Growing Mint

by National Gardening Association Editors

The mint family offers a tremendous diversity of refreshing scents and flavors for cooking, beverages, and potpourris. Bumblebees and other pollinators are attracted to the delicate flowers that appear in mid- to late summer. Some varieties sport variegated foliage for added interest in the herb garden.

Mints for Your Garden

Spearmint (Mentha spicata) makes a soothing tea, and is a key ingredient in mint juleps. It’s also the mint of mint jelly, and can be use to highlight flavors in a fruit salad or grain pilaf. Plants grow 2 to 3 feet tail and blossom in pale violet mid- to late summer. Peppermint (Mentha x piperita) is more pungent than spearmint, which tends to the sweet side. Peppermint grows to 3 feet tall, bearing smooth leaves 1 to 3 inches long. But the bouquet is bigger than these two familiar flavors. In catalogs and garden centers, you can find apple mint, chocolate mint, orange mint, and many others.

Growing and Harvesting Mints

Mint can be terribly invasive, particularly in rich, moist soil. To keep it from overtaking your yard, confine it to a bed with edging of metal or plastic. Bury edging to a depth of 14 inches around the perimeter of the mint patch, or simply grow the plants it in pots.

A single plant is plenty for a small garden, as it will quickly spread to fill its allotted space. Choose a sunny location with moderately fertile, humusy soil. Use a light mulch to retain moisture and keep leaves clean.

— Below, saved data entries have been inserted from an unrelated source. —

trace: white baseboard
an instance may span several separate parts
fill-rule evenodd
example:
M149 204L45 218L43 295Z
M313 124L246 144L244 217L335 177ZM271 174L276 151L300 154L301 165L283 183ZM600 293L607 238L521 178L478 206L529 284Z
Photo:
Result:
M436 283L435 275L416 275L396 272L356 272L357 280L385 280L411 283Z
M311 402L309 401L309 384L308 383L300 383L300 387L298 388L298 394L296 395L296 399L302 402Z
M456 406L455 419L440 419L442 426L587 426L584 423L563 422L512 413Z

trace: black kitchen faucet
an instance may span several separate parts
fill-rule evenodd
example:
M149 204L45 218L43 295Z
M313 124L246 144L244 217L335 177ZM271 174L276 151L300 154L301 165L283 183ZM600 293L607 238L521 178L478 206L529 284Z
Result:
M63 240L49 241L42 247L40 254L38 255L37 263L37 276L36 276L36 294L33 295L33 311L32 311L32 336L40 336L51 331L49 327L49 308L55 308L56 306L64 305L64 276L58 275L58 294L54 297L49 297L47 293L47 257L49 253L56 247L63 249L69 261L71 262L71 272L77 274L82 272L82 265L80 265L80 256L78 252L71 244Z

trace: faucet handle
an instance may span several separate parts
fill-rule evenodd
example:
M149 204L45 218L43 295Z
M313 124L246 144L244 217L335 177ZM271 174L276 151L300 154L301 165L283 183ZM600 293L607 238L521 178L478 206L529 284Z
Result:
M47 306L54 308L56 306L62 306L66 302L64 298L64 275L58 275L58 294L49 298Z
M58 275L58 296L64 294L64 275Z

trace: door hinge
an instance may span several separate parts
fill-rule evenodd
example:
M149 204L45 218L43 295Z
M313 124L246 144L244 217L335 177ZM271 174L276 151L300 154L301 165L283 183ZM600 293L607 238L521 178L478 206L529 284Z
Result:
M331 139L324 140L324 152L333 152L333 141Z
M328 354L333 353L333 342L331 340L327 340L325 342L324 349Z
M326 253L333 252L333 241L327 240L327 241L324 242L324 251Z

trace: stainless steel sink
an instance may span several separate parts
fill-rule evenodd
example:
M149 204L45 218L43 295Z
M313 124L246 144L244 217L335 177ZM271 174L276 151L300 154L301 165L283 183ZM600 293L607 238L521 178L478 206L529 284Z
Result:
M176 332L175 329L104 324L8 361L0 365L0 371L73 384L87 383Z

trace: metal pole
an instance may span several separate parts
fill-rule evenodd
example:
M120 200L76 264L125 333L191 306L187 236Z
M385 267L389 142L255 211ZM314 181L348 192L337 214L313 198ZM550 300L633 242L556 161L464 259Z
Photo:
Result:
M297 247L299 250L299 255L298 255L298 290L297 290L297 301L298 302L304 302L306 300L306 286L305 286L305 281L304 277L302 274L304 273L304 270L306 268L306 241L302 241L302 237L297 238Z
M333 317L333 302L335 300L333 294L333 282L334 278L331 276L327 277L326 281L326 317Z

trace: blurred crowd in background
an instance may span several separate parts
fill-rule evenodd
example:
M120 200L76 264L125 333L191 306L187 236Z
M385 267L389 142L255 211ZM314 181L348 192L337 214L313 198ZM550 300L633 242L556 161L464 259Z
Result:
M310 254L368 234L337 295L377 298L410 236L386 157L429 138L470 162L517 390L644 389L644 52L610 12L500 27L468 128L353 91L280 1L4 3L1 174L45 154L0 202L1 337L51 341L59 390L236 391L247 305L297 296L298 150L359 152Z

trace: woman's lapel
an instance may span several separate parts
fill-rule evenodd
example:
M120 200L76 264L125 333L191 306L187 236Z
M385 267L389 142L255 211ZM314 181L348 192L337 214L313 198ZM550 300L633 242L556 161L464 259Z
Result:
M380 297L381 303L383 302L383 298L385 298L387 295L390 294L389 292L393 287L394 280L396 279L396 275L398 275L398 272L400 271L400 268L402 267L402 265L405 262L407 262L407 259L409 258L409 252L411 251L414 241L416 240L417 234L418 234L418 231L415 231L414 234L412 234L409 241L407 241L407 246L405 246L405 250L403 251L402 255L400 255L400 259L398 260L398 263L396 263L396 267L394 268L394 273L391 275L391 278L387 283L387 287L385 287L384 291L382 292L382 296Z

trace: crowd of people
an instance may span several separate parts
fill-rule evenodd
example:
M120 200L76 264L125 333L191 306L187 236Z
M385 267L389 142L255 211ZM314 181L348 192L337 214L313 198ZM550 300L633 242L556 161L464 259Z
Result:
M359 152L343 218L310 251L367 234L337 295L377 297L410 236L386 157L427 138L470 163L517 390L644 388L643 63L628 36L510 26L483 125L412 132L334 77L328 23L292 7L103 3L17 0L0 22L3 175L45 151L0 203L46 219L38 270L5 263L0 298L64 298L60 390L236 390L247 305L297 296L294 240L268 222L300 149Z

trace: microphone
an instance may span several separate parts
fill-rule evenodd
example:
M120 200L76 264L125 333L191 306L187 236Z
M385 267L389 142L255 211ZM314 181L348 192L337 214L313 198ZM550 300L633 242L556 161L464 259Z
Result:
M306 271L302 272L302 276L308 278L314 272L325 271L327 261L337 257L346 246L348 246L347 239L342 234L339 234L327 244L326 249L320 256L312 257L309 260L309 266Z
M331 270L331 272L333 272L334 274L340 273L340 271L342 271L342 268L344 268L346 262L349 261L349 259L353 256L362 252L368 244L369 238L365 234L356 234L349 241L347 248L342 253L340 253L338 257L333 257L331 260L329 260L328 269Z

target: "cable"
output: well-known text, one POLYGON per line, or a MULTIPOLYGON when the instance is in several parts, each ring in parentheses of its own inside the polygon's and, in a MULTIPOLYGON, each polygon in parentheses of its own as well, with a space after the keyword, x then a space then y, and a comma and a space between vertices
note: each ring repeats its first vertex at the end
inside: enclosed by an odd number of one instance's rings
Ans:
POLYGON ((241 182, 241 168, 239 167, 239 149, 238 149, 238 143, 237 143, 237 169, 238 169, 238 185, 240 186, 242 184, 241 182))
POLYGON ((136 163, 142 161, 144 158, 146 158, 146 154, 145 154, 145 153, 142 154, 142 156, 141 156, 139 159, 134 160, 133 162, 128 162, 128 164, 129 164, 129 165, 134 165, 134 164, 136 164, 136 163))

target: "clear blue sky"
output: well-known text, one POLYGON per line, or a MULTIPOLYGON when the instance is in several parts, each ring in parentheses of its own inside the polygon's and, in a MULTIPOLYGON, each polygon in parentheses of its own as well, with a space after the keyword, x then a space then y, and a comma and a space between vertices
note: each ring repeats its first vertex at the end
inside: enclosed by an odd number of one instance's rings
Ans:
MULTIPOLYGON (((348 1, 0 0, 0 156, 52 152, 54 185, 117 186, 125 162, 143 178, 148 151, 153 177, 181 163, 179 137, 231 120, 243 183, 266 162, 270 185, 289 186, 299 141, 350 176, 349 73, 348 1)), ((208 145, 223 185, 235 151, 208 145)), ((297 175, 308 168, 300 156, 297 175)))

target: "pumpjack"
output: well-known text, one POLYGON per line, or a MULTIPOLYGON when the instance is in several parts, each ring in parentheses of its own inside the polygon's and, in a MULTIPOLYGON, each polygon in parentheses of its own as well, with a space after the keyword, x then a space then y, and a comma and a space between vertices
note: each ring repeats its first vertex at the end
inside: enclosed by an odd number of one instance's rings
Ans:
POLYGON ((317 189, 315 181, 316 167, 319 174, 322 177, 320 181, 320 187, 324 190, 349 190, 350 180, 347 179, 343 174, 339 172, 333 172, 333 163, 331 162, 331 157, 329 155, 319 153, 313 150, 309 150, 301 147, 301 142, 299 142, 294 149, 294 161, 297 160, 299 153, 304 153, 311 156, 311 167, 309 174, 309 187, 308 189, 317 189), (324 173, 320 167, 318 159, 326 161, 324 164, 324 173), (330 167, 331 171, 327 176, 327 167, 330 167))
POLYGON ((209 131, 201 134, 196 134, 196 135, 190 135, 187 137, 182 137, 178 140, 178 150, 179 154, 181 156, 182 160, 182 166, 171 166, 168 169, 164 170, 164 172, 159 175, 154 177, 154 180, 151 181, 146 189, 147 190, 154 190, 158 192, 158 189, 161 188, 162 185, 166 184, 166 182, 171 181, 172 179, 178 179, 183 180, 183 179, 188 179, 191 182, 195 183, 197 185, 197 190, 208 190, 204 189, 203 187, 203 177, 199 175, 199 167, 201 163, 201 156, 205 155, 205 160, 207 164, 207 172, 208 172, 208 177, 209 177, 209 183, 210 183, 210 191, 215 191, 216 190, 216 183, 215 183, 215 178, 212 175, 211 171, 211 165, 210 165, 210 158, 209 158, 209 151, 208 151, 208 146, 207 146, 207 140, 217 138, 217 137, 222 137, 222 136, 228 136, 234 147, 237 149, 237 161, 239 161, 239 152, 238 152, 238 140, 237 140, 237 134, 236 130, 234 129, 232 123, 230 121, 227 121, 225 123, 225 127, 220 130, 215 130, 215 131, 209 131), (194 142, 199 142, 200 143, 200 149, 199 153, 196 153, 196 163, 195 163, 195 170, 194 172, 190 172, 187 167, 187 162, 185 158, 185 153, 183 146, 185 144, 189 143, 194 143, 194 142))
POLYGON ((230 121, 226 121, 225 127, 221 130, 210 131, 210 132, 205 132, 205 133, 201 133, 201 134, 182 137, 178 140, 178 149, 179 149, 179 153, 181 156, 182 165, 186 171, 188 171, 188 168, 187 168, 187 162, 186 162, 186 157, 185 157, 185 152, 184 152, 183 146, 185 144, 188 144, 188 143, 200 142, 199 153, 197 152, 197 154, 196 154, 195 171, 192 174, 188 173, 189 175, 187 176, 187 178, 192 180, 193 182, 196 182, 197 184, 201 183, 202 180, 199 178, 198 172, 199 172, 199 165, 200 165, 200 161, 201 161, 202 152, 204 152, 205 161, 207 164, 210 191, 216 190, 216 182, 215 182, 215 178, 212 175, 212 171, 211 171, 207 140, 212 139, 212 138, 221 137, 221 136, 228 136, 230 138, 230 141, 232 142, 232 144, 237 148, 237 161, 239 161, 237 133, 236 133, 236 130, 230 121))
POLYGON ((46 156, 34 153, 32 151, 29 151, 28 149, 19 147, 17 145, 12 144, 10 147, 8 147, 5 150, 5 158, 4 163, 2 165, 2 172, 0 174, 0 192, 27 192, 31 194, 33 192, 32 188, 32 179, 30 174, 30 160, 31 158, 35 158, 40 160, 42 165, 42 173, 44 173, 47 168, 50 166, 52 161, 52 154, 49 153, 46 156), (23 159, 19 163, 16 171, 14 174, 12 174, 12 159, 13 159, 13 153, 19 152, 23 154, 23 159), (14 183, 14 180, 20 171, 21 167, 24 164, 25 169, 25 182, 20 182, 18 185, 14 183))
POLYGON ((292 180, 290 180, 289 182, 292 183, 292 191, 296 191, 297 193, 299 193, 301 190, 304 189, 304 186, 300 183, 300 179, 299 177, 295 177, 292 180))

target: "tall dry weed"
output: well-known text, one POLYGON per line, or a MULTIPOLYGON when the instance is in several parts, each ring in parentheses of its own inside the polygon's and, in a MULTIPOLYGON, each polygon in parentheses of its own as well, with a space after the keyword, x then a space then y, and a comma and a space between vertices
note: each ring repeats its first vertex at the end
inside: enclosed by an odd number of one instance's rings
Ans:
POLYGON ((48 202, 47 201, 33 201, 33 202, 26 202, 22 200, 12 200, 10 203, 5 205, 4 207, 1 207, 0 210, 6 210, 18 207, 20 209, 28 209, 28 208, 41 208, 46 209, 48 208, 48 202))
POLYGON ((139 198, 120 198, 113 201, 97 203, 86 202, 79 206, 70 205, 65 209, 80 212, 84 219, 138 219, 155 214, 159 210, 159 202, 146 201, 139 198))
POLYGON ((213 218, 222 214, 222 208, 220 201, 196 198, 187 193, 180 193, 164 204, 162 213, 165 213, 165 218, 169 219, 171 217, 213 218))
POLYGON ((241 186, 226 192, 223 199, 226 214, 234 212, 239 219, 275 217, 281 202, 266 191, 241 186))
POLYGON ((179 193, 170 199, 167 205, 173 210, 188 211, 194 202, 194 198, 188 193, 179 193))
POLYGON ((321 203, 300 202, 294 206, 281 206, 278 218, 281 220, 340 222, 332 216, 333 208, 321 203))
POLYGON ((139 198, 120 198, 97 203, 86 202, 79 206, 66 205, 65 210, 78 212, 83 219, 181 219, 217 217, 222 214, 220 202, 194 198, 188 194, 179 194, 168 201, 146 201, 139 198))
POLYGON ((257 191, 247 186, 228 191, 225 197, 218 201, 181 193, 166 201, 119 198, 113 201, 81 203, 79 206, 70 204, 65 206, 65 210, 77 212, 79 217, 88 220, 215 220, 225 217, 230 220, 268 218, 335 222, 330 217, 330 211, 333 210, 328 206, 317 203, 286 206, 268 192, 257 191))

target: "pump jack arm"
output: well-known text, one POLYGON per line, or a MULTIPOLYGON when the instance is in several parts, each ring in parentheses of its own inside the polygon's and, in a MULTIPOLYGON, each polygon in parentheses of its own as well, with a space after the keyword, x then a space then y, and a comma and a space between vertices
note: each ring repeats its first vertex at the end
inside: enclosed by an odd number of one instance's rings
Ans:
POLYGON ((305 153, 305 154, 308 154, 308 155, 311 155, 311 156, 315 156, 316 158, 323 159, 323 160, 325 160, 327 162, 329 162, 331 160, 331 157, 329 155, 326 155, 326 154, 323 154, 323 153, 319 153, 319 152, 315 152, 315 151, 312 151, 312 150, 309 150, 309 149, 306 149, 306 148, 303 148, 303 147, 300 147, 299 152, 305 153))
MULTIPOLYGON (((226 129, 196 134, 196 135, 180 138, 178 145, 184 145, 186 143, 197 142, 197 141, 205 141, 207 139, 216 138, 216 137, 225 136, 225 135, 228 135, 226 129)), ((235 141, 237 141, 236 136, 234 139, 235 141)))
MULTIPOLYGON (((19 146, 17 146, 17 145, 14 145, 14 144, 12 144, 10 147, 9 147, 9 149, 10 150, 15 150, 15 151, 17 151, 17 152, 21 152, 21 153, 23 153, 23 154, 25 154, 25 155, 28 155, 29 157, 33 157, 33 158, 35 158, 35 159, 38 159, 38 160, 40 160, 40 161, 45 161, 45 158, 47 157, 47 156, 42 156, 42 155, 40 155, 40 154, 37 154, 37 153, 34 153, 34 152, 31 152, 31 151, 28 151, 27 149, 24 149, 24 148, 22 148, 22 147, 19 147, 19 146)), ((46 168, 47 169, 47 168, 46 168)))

Once plants are growing vigorously, you can harvest young or mature leaves. Don’t be afraid to cut the plants back frequently to promote fresh growth. Rusty spots on leaves indicate a fungal infection; pick and destroy blemished leaves and propagate new plants from uninfected cuttings to cultivate in a new location. You can dry mint leaves on trays or by hanging bunched branches upside down in a warm, dark, well-ventilated area, such as an airy attic or outbuilding. Fresh leaves are easy to freeze too.